08/01/2010

Rosalie Gicanda, la dernière reine du Rwanda

Portrait de l'umwamikazi, Rosalie Gicanda, épouse de Charles Mutara Rudahigwa, Mwami du Ruanda.

(Source : Atlas du Congo Belge et du Ruanda-Urundi par Pierre Ryckmans, 1955)


Comme toutes les personnes de sa génération, elle commençait par poser au visiteur la question rituelle « Ese uba uwa nde ? Uturuka m'uwuhe muryango ? »[1]. Lorsqu’on lui répondait, mon père est tel, c'est un umwega de Rugarama rwa Kigali, ma mère est une umujijikazi de l'ubuliza originaire du Buganza, elle se lançait alors dans une recherche généalogique savante pour savoir si elle connaissait un de nos ancêtres. Devant cette vieille femme magnifique, nous étions toujours très impressionnés, et puis la conversation débutait. Sa maison était très connue à Butare, les pauvres venaient y recevoir un repas, un verre de lait, tout le monde pouvait la rencontrer sans aucune forme de protocole, que vous soyiez Hutu, Twa ou Tutsi, sa porte était constamment ouverte. Rosalie Gicanda était pourtant une reine, la veuve du Mwami Mutara Rudahigwa dont la mort le 25 juillet 1959 avait été le prélude aux pogroms anti-Tutsi et à l’exil de milliers d’entre eux du Rwanda. Elle, avait décidé de rester, même lorsque son beau-frère, le Mwami Kigeli V avait quitté le pays le 14 novembre 1960. Unique représentante de la monarchie au Rwanda, elle était placée sous la protection des régimes successifs de Kayibanda et de Habyarimana. Ces régimes ethnistes n’ayant aucun intérêt politique à ce qu’il lui arrive quelque chose... Elle vivait à Butare, simplement, et se consacrait à l’aide des plus démunis.


J'ai profité de mes années universitaires dans cette ville, pour la rencontrer, curieuse que j’étais des vieilles histoires rwandaises, de nos coutumes. A mon retour chez moi, j’impressionnais ma grand-mère, Bibi, lorsque je lui relatais mes rencontres avec la reine Gicanda. Bibi enthousiaste pouvait me harceler à son sujet pendant des jours entiers, pour que je répète encore et encore les histoires de Gicanda.


En 1978, un de ses neveux, réfugié rwandais en Ouganda, avait pris tous les risques, à 21 ans, pour s’introduire clandestinement au Rwanda, dans le seul but de rencontrer sa prestigieuse tante, la sœur de sa mère (voir photo ci-contre). Plusieurs années plus tard, ce jeune homme est revenu dans son pays d’origine. Il est aujourd’hui le président de la République du Rwanda.

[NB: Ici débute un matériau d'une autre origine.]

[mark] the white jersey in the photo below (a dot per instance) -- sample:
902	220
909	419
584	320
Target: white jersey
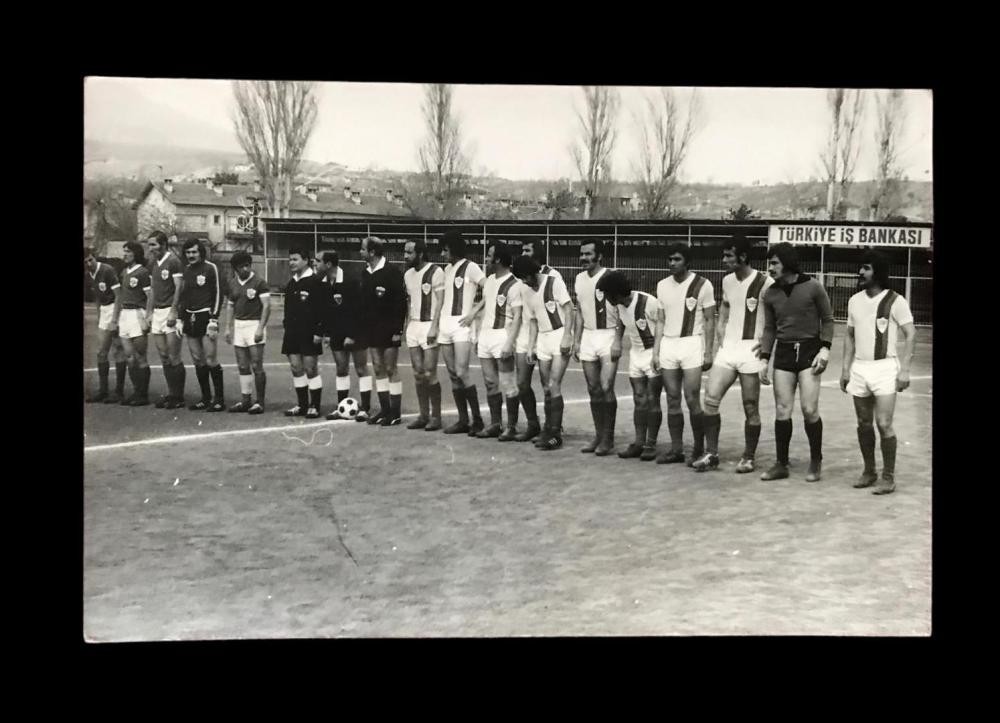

Et puis, il y a eu le génocide. Le 20 avril 1994, des barbares se sont introduits chez elle, l’ont enlevée avec six autres femmes de son entourage dans une camionnette, l’ont exhibée dans les rues de la ville, puis ont exécuté la reine Gicanda et ses six amies[2]. Rosalie Gicanda avait 80 ans. Les exécutants de ce carnage, le sous-lieutenant Pierre Bizimana et le Dr Kageruka, ancien médecin à l'Hôpital Universitaire de Butare, ont été condamnés à mort le 27 juillet 1998 par la Chambre spécialisée de la Cour militaire, siégeant à Butare.


Le capitaine Ildephonse Nizeyimana accusé par le Procureur du TPIR d’avoir commis le génocide à Butare et d'avoir commandité l'assassinat de la reine Gicanda, a été arrêté en Ouganda le 5 octobre 2009, et transféré à Arusha. Devant ses juges, il plaide non coupable.




[1] Littéralement « de qui viens-tu ?» De quelle famille viens-tu ? En fait « à quel clan appartiens-tu ?». Il existe 18 clans principaux au Rwanda. Lire notamment « Les clans du Rwanda ancien : éléments d'ethnosociologie et d'ethnohistoire » de Marcel d'Hertefelt ou « La non-validité de la notion d'ethnie au Rwanda » par Justin Gahigi.

[2] Par miracle une des six personnes exécutées, une adolescente, a survécu. Lire le récit du drame dans «Aucun témoin ne doit survivre.»